Nenhuma das plataformas analisadas substitui a análise individual do investidor. A regulação não elimina o risco de incumprimento, as garantias de recompra só funcionam enquanto o originador é solvente, os projetos imobiliários dependem do ciclo e do promotor. O que a diversificação entre segmentos oferece é proteção contra a concentração num único vetor de risco – precisamente o tipo de proteção que os antigos investidores da Civislend não tiveram quando a plataforma saiu do mercado.
⚠ Os investimentos em empréstimos P2P e em crowdfunding imobiliário acarretam riscos, incluindo a perda total do capital investido. Os resultados passados não são indicativos de rendimentos futuros. Este artigo não constitui aconselhamento de investimento e não substitui o aconselhamento individual de um consultor fiscal ou financeiro.
FAQ
É legal investir em P2P e crowdfunding imobiliário em Portugal?
Sim. O financiamento colaborativo está regulado pela Lei 102/2015 e pelo Regulamento (UE) 2020/1503. As plataformas devem estar registadas na CMVM ou autorizadas por uma autoridade europeia com passaporte válido em Portugal. Plataformas fora do espaço UE, como a Maclear, operam sob regulação do respetivo país – no caso suíço, a Organização de Autorregulação PolyReg.
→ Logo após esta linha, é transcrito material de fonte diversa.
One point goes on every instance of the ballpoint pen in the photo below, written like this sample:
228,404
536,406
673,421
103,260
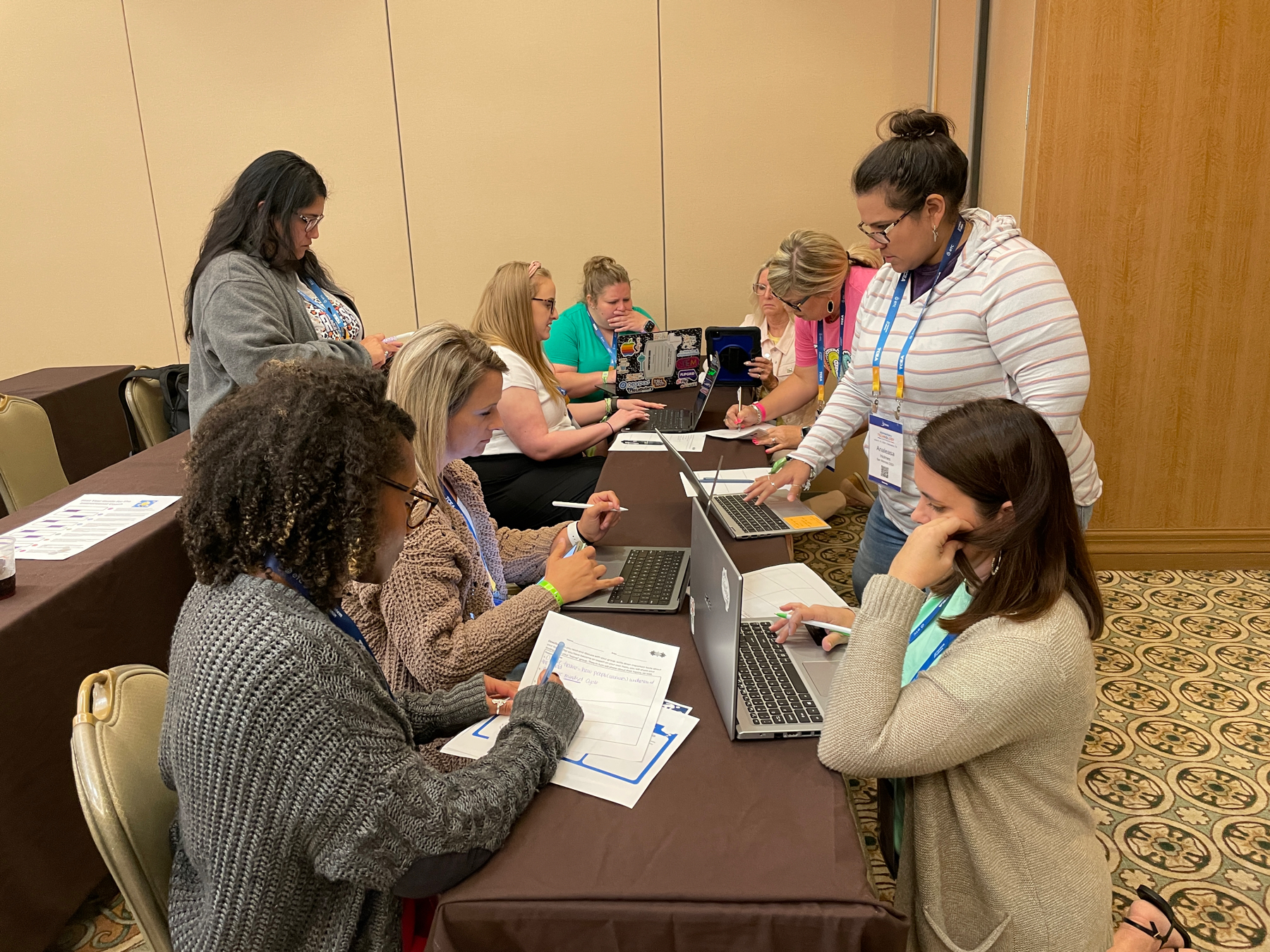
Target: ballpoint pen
555,657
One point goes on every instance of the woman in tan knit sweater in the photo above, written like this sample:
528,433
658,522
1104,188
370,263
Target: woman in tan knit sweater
987,712
445,614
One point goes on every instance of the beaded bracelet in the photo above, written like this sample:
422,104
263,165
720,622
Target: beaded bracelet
554,590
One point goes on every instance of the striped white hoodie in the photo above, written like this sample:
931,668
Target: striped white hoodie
1000,325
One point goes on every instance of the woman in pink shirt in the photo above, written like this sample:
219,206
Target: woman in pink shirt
813,277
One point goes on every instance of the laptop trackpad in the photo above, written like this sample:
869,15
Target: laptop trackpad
821,674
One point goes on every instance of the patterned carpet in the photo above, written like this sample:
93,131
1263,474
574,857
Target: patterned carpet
1178,762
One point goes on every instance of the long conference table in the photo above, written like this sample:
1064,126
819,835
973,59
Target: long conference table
734,846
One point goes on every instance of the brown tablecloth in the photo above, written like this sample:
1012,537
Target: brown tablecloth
114,603
84,410
736,846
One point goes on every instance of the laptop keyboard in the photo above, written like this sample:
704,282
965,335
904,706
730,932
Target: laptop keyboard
668,420
747,515
768,681
648,578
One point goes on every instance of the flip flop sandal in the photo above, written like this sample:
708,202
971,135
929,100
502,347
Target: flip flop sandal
1162,905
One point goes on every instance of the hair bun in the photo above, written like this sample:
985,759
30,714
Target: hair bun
916,123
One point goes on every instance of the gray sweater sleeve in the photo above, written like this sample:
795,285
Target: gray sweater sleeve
247,325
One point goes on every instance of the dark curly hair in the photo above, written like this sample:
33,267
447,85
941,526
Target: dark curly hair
287,466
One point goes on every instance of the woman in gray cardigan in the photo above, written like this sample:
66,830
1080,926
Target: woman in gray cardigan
981,695
305,809
260,293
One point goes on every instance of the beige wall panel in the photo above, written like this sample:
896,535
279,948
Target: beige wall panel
224,83
79,257
528,135
1005,106
768,111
Qual a diferença entre P2P e P2B?
P2P refere-se a empréstimos entre particulares, normalmente créditos ao consumo intermediados por loan originators (Mintos, Bondora, PeerBerry). P2B refere-se a empréstimos a empresas, tipicamente com prazos mais longos e garantias sobre ativos (Raize para PME portuguesas, Maclear para PME europeias com 0 incumprimentos desde 2023). O perfil de risco e de rentabilidade é distinto.
Como declarar os rendimentos de P2P no IRS?
Os juros de plataformas estrangeiras declaram-se no Anexo J, Quadro 8-A, código E21 (juros sem retenção em Portugal). As plataformas portuguesas aplicam retenção automática de 28%. As mais-valias de projetos de equity seguem o regime da Categoria G. Desde 2019 a declaração é obrigatória.
Posso englobar os rendimentos P2P no IRS?
Sim, por opção. O englobamento é vantajoso para taxas marginais de IRS abaixo de 28%, porque a taxa efetiva pode ser inferior à taxa liberatória. A opção deve cobrir todos os rendimentos da Categoria E do ano – é global, não selectiva.
As plataformas P2P estão cobertas pelo Fundo de Garantia de Depósitos?
Não. As plataformas P2P e de crowdfunding imobiliário não estão geralmente cobertas pelo Fundo de Garantia de Depósitos. O capital investido não é um depósito bancário e não beneficia da proteção até 100 000 euros aplicável a depósitos. A regulação de uma plataforma não garante a devolução dos empréstimos individuais.
O que significa a regulação suíça SRO PolyReg?
A Organização de Autorregulação PolyReg é uma entidade suíça de supervisão financeira, reconhecida pela FINMA, que supervisiona intermediários financeiros em matéria de prevenção de branqueamento de capitais e conduta. Difere da MiFID II (aplicável na UE) e da CMVM (Portugal). Plataformas como a Maclear operam sob este regime, que é uma alternativa regulatória ao quadro europeu.